Two other cases are in the county court. They include a declaratory judgment pending from a judge that may set case law for constables.
A hearing on the cases in county court is scheduled Monday to add $600,000 in damages to the claim.
Chad Riley and Mark Phillips filed a First Amendment retaliation allegation in late June against Lusk in U.S. Middle District Court.
Riley’s attorney, Mary Kilgus, filed opposition of the defendant’s motion to dismiss the case.
Lusk was not in his office when a spokeswoman was reached by telephone Wednesday for comment.
Riley and Phillips allege Lusk terminated their employment for protected speech.
The incident began from a federal perspective as Riley ran for county sheriff in January 2017, court papers said.
Phillips, and several other constables, helped Riley in his campaign by getting signatures, mailing brochures and other activities.
When Lusk prevailed in the primary election, the sheriff’s office said “their services were no longer needed,” according to court papers.
During the campaign, Lusk allegedly harassed Riley by using his capacity as sheriff to try to intimidate, including by getting the Lycoming County Republican Party to file a private criminal complaint with the district attorney against Riley for election violations, papers said.

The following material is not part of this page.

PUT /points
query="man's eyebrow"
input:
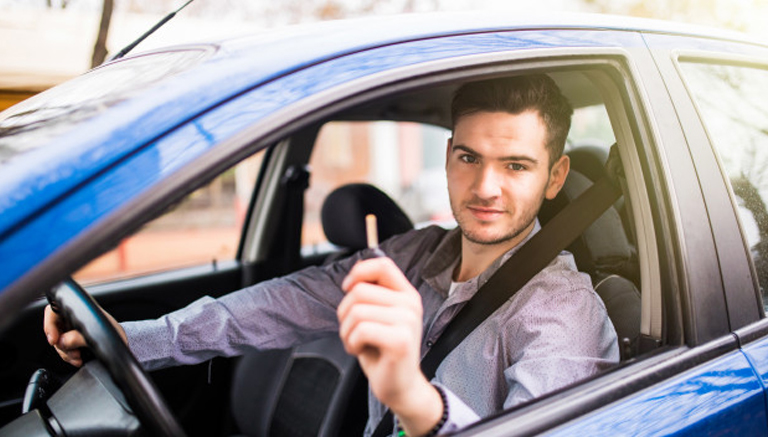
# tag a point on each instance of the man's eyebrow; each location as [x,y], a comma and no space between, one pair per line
[515,158]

District Judge Christian Frey continued to give Riley and Phillips work, but told Riley that he was being continually harassed by the sheriff’s office not to use them, papers said.
Riley and Phillips claim that political speech is protected under the First Amendment and that firing them was retaliation.
Protected speech was the substantial and motivating factor behind the defendant’s choice to terminate the services of the constables, court documents said.
The constables also filed a claim of defamation of character which was done during discovery in the declaratory judgment lawsuit.
They allege Lusk has prevented them from getting work.
In all, they are seeking $2.2 million in lost wages and damages.